The new refinery, which may come up over the next five to seven years, may free significant space at the company's Chembur (Mumbai) facility for real estate development. HPCL also has plans to set up an integrated petroleum, chemical and petrochemicals region in Visakhapatnam.

HPCL has been plagued by subsidy overhang and uncertain cash flows for several years now. Also, sharp fluctuation in crude oil prices has led to high variability in financial performance over the years.

Performance metrics

The company's physical performance points to stagnating refining throughput since 2007, though market sales and pipeline throughput has grown steadily.

In FY-10, market sales stood at 26.27 mmt while crude throughput was 15.76 mmt.
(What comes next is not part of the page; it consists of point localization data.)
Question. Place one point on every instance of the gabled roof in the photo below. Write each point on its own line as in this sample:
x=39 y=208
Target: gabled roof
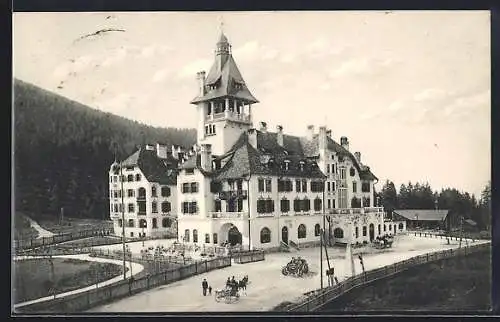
x=423 y=214
x=244 y=159
x=155 y=169
x=225 y=75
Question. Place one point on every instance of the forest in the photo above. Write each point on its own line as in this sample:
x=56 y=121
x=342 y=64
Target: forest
x=422 y=196
x=63 y=151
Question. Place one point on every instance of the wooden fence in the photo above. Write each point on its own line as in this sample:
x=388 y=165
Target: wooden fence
x=99 y=296
x=319 y=298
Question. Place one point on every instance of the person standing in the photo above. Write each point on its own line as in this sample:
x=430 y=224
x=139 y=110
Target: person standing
x=204 y=286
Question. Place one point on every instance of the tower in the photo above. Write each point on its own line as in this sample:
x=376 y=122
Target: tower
x=224 y=103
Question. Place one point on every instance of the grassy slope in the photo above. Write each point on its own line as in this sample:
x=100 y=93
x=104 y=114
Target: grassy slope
x=457 y=284
x=70 y=274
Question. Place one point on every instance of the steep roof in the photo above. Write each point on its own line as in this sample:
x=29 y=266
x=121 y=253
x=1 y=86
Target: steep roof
x=226 y=78
x=423 y=214
x=155 y=169
x=244 y=159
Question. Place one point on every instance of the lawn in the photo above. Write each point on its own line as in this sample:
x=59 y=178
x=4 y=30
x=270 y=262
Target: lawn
x=70 y=225
x=455 y=284
x=32 y=278
x=22 y=228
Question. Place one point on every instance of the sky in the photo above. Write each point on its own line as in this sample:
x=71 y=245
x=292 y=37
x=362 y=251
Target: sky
x=410 y=89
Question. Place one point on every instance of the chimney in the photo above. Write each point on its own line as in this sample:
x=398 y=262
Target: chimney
x=344 y=142
x=252 y=137
x=175 y=155
x=161 y=150
x=263 y=127
x=200 y=76
x=279 y=135
x=322 y=138
x=310 y=132
x=358 y=156
x=206 y=157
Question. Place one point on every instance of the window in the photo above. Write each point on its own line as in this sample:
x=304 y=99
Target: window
x=165 y=191
x=317 y=230
x=285 y=205
x=189 y=207
x=338 y=233
x=265 y=235
x=301 y=231
x=141 y=193
x=166 y=222
x=317 y=204
x=265 y=206
x=261 y=185
x=141 y=206
x=195 y=236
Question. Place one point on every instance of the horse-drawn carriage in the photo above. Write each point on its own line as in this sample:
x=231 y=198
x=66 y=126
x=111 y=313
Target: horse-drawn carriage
x=296 y=267
x=382 y=242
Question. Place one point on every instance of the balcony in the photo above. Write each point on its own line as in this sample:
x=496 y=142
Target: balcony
x=227 y=215
x=233 y=194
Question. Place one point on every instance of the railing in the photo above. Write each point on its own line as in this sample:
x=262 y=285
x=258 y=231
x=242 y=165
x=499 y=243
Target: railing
x=319 y=298
x=24 y=244
x=85 y=300
x=227 y=215
x=227 y=194
x=365 y=210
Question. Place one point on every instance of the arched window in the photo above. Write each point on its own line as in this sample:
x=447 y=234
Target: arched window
x=317 y=230
x=141 y=193
x=166 y=222
x=265 y=235
x=166 y=207
x=301 y=231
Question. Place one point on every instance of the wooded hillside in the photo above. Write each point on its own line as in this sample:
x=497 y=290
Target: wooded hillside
x=63 y=151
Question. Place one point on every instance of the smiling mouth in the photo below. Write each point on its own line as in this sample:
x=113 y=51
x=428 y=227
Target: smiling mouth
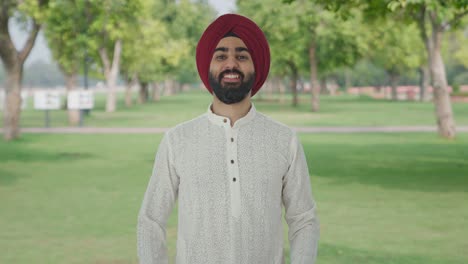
x=231 y=77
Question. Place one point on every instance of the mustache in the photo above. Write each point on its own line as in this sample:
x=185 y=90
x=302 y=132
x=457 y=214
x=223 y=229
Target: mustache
x=221 y=75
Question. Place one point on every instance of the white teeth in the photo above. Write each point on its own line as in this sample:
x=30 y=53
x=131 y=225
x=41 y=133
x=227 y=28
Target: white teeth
x=232 y=76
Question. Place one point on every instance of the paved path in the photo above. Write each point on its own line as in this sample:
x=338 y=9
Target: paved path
x=146 y=130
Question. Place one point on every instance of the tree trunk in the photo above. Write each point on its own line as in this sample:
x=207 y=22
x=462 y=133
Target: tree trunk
x=323 y=86
x=270 y=89
x=293 y=82
x=394 y=84
x=111 y=71
x=128 y=90
x=315 y=87
x=168 y=87
x=282 y=90
x=73 y=114
x=156 y=92
x=443 y=105
x=348 y=81
x=13 y=61
x=144 y=93
x=424 y=80
x=12 y=107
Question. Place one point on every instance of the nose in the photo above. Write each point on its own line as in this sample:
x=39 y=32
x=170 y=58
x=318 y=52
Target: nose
x=230 y=63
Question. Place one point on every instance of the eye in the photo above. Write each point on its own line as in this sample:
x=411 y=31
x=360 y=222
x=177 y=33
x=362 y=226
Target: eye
x=220 y=57
x=242 y=57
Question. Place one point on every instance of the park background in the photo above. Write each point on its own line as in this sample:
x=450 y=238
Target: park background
x=71 y=194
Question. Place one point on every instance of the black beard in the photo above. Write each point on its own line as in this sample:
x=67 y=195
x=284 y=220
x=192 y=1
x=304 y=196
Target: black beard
x=235 y=93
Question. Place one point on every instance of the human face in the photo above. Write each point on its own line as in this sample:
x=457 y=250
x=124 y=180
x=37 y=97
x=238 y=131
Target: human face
x=232 y=72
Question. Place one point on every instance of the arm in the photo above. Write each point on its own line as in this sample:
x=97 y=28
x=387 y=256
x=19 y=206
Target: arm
x=300 y=208
x=157 y=205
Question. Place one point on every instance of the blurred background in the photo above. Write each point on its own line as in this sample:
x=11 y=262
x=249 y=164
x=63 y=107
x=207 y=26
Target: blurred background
x=378 y=91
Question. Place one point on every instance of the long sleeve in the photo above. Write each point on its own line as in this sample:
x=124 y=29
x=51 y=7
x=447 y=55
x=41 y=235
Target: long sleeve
x=157 y=205
x=300 y=208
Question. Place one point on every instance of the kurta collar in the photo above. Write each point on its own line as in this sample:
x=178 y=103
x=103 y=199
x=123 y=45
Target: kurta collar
x=226 y=122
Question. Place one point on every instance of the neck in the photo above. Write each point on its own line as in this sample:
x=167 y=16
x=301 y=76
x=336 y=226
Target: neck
x=233 y=111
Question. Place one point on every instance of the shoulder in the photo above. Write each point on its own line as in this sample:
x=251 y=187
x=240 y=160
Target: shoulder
x=187 y=129
x=274 y=126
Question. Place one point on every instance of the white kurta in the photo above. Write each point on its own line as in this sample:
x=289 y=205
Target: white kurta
x=231 y=183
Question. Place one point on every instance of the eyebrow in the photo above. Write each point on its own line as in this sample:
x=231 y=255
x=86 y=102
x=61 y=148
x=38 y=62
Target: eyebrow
x=237 y=49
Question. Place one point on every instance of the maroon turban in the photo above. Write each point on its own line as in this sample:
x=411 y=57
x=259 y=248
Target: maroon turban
x=246 y=30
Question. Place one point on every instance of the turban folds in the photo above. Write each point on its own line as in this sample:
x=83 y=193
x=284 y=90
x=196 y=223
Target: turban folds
x=248 y=32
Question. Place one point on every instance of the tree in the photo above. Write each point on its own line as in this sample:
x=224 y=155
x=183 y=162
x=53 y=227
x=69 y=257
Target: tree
x=65 y=30
x=434 y=18
x=31 y=12
x=109 y=24
x=304 y=35
x=395 y=47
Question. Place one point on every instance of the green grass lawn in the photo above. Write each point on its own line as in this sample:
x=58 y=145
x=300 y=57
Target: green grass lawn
x=343 y=110
x=382 y=198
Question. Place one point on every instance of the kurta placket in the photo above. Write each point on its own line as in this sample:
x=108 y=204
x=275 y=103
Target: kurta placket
x=233 y=167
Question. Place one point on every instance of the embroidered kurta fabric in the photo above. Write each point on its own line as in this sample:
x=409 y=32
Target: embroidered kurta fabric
x=231 y=184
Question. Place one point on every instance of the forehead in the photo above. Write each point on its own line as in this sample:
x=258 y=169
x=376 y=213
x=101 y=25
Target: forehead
x=231 y=42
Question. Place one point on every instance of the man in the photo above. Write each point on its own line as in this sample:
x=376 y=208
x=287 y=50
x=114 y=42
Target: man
x=231 y=169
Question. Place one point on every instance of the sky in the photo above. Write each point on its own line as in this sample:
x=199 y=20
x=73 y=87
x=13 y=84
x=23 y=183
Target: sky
x=41 y=52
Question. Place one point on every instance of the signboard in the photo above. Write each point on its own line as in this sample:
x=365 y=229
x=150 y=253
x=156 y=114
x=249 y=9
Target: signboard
x=24 y=98
x=81 y=99
x=46 y=100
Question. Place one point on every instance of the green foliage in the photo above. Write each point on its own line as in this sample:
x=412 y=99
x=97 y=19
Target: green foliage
x=343 y=110
x=292 y=28
x=395 y=46
x=168 y=33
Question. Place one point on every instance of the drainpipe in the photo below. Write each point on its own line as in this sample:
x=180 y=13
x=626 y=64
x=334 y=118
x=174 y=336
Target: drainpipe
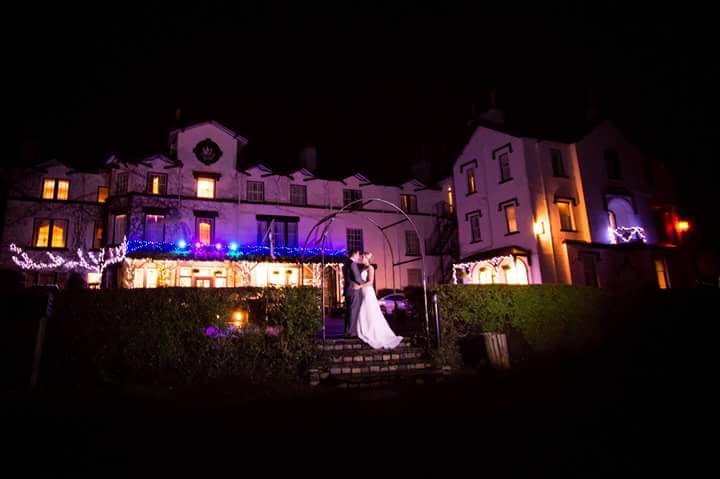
x=547 y=213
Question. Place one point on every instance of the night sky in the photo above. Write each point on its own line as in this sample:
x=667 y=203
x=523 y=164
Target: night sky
x=375 y=89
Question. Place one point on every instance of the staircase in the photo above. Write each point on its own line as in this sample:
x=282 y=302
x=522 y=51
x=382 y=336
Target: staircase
x=350 y=363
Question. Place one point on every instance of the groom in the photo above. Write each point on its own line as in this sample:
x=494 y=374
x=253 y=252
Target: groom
x=351 y=276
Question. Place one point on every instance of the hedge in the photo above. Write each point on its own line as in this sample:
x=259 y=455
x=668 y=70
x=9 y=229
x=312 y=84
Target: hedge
x=543 y=318
x=180 y=335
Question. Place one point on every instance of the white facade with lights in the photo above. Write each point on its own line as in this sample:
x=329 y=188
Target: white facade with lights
x=199 y=217
x=594 y=212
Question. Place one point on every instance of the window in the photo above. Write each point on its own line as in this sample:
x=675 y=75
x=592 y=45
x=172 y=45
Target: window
x=49 y=233
x=256 y=191
x=298 y=194
x=155 y=228
x=156 y=184
x=475 y=228
x=414 y=277
x=55 y=189
x=284 y=231
x=662 y=274
x=612 y=220
x=204 y=230
x=119 y=228
x=470 y=176
x=511 y=218
x=412 y=244
x=354 y=239
x=97 y=236
x=206 y=188
x=505 y=168
x=408 y=203
x=589 y=269
x=558 y=165
x=122 y=183
x=612 y=162
x=567 y=222
x=352 y=195
x=102 y=194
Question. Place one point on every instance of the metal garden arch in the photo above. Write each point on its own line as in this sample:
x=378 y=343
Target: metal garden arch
x=328 y=220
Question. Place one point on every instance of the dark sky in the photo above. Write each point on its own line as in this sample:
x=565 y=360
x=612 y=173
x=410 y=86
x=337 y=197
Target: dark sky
x=374 y=87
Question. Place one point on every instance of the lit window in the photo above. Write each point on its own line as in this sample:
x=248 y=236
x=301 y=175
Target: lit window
x=511 y=218
x=505 y=168
x=256 y=191
x=119 y=228
x=354 y=238
x=470 y=175
x=97 y=237
x=567 y=222
x=414 y=277
x=50 y=233
x=55 y=189
x=156 y=184
x=557 y=163
x=475 y=228
x=298 y=194
x=102 y=194
x=154 y=228
x=49 y=189
x=122 y=183
x=63 y=189
x=661 y=272
x=204 y=233
x=206 y=188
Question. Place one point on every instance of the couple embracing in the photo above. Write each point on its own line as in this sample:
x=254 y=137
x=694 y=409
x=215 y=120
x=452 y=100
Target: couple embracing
x=363 y=317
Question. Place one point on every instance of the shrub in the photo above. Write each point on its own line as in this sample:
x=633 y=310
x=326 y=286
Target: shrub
x=161 y=335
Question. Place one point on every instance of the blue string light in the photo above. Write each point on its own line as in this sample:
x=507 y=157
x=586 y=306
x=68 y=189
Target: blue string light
x=230 y=250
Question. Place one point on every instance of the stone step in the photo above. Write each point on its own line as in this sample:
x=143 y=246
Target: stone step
x=355 y=345
x=364 y=356
x=378 y=367
x=386 y=379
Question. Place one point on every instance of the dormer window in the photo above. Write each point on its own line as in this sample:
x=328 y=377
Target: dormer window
x=205 y=187
x=55 y=189
x=157 y=184
x=470 y=174
x=256 y=191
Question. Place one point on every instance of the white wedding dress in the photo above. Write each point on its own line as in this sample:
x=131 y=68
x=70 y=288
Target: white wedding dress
x=372 y=327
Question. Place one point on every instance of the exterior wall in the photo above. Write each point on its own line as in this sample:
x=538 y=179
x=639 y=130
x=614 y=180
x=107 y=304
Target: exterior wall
x=491 y=193
x=25 y=204
x=594 y=173
x=235 y=217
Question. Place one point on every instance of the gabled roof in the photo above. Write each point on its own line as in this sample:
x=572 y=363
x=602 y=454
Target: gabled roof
x=217 y=125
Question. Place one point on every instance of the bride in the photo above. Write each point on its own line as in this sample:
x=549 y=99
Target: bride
x=372 y=327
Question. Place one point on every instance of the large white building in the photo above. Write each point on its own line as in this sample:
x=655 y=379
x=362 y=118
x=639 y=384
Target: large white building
x=593 y=211
x=517 y=209
x=202 y=217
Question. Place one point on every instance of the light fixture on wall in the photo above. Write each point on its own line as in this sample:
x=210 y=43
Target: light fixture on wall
x=539 y=227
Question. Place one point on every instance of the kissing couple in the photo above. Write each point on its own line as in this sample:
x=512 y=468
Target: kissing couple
x=363 y=317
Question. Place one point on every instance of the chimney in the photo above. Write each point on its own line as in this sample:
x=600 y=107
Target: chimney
x=493 y=114
x=308 y=158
Higher marketing-to-refining ratio makes the company more vulnerable to under-recovery risks.

The commissioning of the Bhatinda refinery next year will help moderate the ratio. Gross refining margins (GRM) have also declined sharply from $6.54 per bbl in 2008 to $2.68 in 2010. Margins should improve when the Bhatinda refinery begins operation.

On a consolidated basis, HPCL's sales have grown at an annual average of around 5.9 per cent during 2007 – 2010 to Rs. 1,11,468 crore, while its profits declined from Rs 1,674 crore in 2007 to Rs 1,475 crore in 2010.

The last fiscal's net profit was, however, almost 95 per cent higher than in FY-2009, when heavy inventory losses undermined performance. Interest cost has been steadily increasing, though FY-10 outgo at Rs 932 crore was much lower than the Rs 2,112 crore incurred in 2009, an exceptional year.

Net margin in FY-10 was quite poor at less than 1.5 per cent, though return on equity was reasonable at around 12 per cent.

In FY 2009, HPCL's debt-to-equity was around 2 times. However, the company has improved its debt service coverage ratio from 1.6 in FY-09 to 2.5 times in FY-10.

Risks/Opportunities

Sharp spike in crude oil prices will increase under-recoveries and may result in increased subsidy burden for HPCL.

It may also force government intervention to cap petrol rates, rendering the recent deregulation ineffective.

Upsides could result from success in the company's exploration and production operations (more than 20 blocks), which are marginal currently.